Secure Deep Learning on Genomics Data via a Homomorphic Encrypted Residue Activation Network

Growing applications of deep learning on sensitive genomics and biomedical data introduce challenging privacy and secure problems. Homomorphic encryption (HE) is one of appropriate cryptographic techniques to provide secure machine learning evaluation by directly computing over encrypted data, so that allows the data owner and model owner to outsource processing of sensitive data to an untrusted server without leaking any information about the data. However, most current HE schemes only support limited arithmetic operations, which significantly hinder their applications to support secure deep learning algorithm. Considering the potential performance loss introduced for approximating activation function, in this paper, we develop a novel HE friendly deep network, named Residue Activation Network (ResActNet) to implement precise privacy-preserving machine learning algorithm with a non-approximating activation on HE scheme.

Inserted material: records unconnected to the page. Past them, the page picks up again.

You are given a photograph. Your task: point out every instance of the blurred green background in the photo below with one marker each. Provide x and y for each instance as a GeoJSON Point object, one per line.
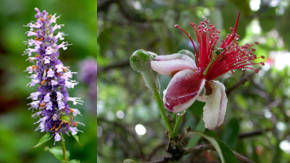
{"type": "Point", "coordinates": [17, 135]}
{"type": "Point", "coordinates": [257, 119]}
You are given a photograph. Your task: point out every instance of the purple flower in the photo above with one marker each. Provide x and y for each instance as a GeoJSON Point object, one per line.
{"type": "Point", "coordinates": [51, 100]}
{"type": "Point", "coordinates": [88, 71]}
{"type": "Point", "coordinates": [88, 75]}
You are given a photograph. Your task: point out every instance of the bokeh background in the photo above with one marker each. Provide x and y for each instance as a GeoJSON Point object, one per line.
{"type": "Point", "coordinates": [17, 135]}
{"type": "Point", "coordinates": [257, 119]}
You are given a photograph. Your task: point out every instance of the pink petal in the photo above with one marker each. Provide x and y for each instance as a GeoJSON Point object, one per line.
{"type": "Point", "coordinates": [215, 105]}
{"type": "Point", "coordinates": [167, 64]}
{"type": "Point", "coordinates": [182, 90]}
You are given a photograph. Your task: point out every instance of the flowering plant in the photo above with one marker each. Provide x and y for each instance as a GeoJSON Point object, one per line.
{"type": "Point", "coordinates": [51, 100]}
{"type": "Point", "coordinates": [193, 78]}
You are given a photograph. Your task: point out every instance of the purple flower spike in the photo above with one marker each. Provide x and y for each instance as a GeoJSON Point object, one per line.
{"type": "Point", "coordinates": [88, 75]}
{"type": "Point", "coordinates": [51, 100]}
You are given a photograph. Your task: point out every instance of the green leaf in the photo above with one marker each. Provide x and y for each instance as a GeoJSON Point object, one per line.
{"type": "Point", "coordinates": [45, 138]}
{"type": "Point", "coordinates": [225, 153]}
{"type": "Point", "coordinates": [231, 132]}
{"type": "Point", "coordinates": [74, 161]}
{"type": "Point", "coordinates": [140, 62]}
{"type": "Point", "coordinates": [57, 152]}
{"type": "Point", "coordinates": [129, 161]}
{"type": "Point", "coordinates": [195, 138]}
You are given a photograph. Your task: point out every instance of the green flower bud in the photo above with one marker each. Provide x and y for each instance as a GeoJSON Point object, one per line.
{"type": "Point", "coordinates": [140, 62]}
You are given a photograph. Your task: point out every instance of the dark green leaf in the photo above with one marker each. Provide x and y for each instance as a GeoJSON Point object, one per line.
{"type": "Point", "coordinates": [57, 152]}
{"type": "Point", "coordinates": [225, 153]}
{"type": "Point", "coordinates": [74, 161]}
{"type": "Point", "coordinates": [231, 133]}
{"type": "Point", "coordinates": [129, 161]}
{"type": "Point", "coordinates": [195, 138]}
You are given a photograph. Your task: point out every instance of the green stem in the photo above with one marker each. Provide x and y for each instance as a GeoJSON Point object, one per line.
{"type": "Point", "coordinates": [177, 123]}
{"type": "Point", "coordinates": [63, 149]}
{"type": "Point", "coordinates": [162, 111]}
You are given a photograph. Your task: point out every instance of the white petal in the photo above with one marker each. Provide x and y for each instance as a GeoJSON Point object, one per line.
{"type": "Point", "coordinates": [167, 64]}
{"type": "Point", "coordinates": [215, 105]}
{"type": "Point", "coordinates": [182, 90]}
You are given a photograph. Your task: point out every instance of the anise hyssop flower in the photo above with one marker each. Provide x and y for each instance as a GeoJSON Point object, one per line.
{"type": "Point", "coordinates": [191, 75]}
{"type": "Point", "coordinates": [50, 101]}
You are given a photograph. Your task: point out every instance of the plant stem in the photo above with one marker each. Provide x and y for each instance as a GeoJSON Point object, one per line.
{"type": "Point", "coordinates": [63, 149]}
{"type": "Point", "coordinates": [162, 111]}
{"type": "Point", "coordinates": [175, 129]}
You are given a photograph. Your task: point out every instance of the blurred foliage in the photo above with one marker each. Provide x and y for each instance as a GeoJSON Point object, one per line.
{"type": "Point", "coordinates": [257, 118]}
{"type": "Point", "coordinates": [17, 135]}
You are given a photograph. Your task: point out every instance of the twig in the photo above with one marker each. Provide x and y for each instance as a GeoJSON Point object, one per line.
{"type": "Point", "coordinates": [253, 133]}
{"type": "Point", "coordinates": [155, 150]}
{"type": "Point", "coordinates": [242, 158]}
{"type": "Point", "coordinates": [240, 82]}
{"type": "Point", "coordinates": [63, 149]}
{"type": "Point", "coordinates": [120, 64]}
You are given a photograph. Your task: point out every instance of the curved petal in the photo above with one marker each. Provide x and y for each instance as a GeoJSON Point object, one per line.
{"type": "Point", "coordinates": [215, 105]}
{"type": "Point", "coordinates": [167, 64]}
{"type": "Point", "coordinates": [182, 90]}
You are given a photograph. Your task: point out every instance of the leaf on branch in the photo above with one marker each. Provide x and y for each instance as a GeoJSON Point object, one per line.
{"type": "Point", "coordinates": [45, 138]}
{"type": "Point", "coordinates": [57, 152]}
{"type": "Point", "coordinates": [225, 153]}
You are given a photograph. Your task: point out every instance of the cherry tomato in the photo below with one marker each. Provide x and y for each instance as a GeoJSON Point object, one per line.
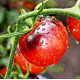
{"type": "Point", "coordinates": [23, 62]}
{"type": "Point", "coordinates": [29, 5]}
{"type": "Point", "coordinates": [45, 44]}
{"type": "Point", "coordinates": [3, 70]}
{"type": "Point", "coordinates": [74, 26]}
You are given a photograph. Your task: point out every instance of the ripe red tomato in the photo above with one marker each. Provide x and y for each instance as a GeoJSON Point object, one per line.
{"type": "Point", "coordinates": [23, 62]}
{"type": "Point", "coordinates": [45, 44]}
{"type": "Point", "coordinates": [3, 70]}
{"type": "Point", "coordinates": [29, 5]}
{"type": "Point", "coordinates": [74, 27]}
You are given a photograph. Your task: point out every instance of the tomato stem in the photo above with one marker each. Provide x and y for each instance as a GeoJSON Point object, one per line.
{"type": "Point", "coordinates": [9, 69]}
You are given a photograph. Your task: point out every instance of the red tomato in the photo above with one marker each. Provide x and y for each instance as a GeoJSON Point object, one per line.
{"type": "Point", "coordinates": [23, 62]}
{"type": "Point", "coordinates": [3, 70]}
{"type": "Point", "coordinates": [45, 44]}
{"type": "Point", "coordinates": [29, 5]}
{"type": "Point", "coordinates": [74, 27]}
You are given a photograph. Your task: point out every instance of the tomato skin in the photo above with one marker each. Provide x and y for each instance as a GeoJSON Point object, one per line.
{"type": "Point", "coordinates": [23, 62]}
{"type": "Point", "coordinates": [3, 70]}
{"type": "Point", "coordinates": [45, 44]}
{"type": "Point", "coordinates": [74, 26]}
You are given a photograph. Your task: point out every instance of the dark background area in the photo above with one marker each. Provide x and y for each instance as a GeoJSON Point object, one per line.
{"type": "Point", "coordinates": [69, 64]}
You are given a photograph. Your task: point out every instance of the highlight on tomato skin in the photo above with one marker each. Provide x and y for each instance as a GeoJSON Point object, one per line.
{"type": "Point", "coordinates": [3, 70]}
{"type": "Point", "coordinates": [74, 26]}
{"type": "Point", "coordinates": [45, 44]}
{"type": "Point", "coordinates": [23, 62]}
{"type": "Point", "coordinates": [29, 5]}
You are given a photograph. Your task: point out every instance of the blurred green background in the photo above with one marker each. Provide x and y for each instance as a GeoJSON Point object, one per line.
{"type": "Point", "coordinates": [68, 66]}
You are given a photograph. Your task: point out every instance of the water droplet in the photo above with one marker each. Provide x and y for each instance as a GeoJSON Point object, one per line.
{"type": "Point", "coordinates": [43, 24]}
{"type": "Point", "coordinates": [37, 32]}
{"type": "Point", "coordinates": [43, 29]}
{"type": "Point", "coordinates": [74, 29]}
{"type": "Point", "coordinates": [38, 28]}
{"type": "Point", "coordinates": [48, 23]}
{"type": "Point", "coordinates": [47, 33]}
{"type": "Point", "coordinates": [51, 41]}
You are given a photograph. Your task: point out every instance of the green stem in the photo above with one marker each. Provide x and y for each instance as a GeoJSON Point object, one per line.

We considered a residue activation strategy with a scaled power activation function in the deep network. In particular, a scaled power activation (SPA) function is set within the HE scheme, and so that can be directly deployed on HE computation. Moreover, we proposed a residue activation strategy to constrain the latent space in the training process for alleviating the optimization difficulty. We comprehensively evaluate ResActNet using diverse genomics datasets and widely-used image datasets. Our results demonstrate that ResActNet outperforms other alternative solutions to secure machine learning with HE and achieves low approximation errors in classification and regression tasks. ### Competing Interest Statement The authors have declared no competing interest.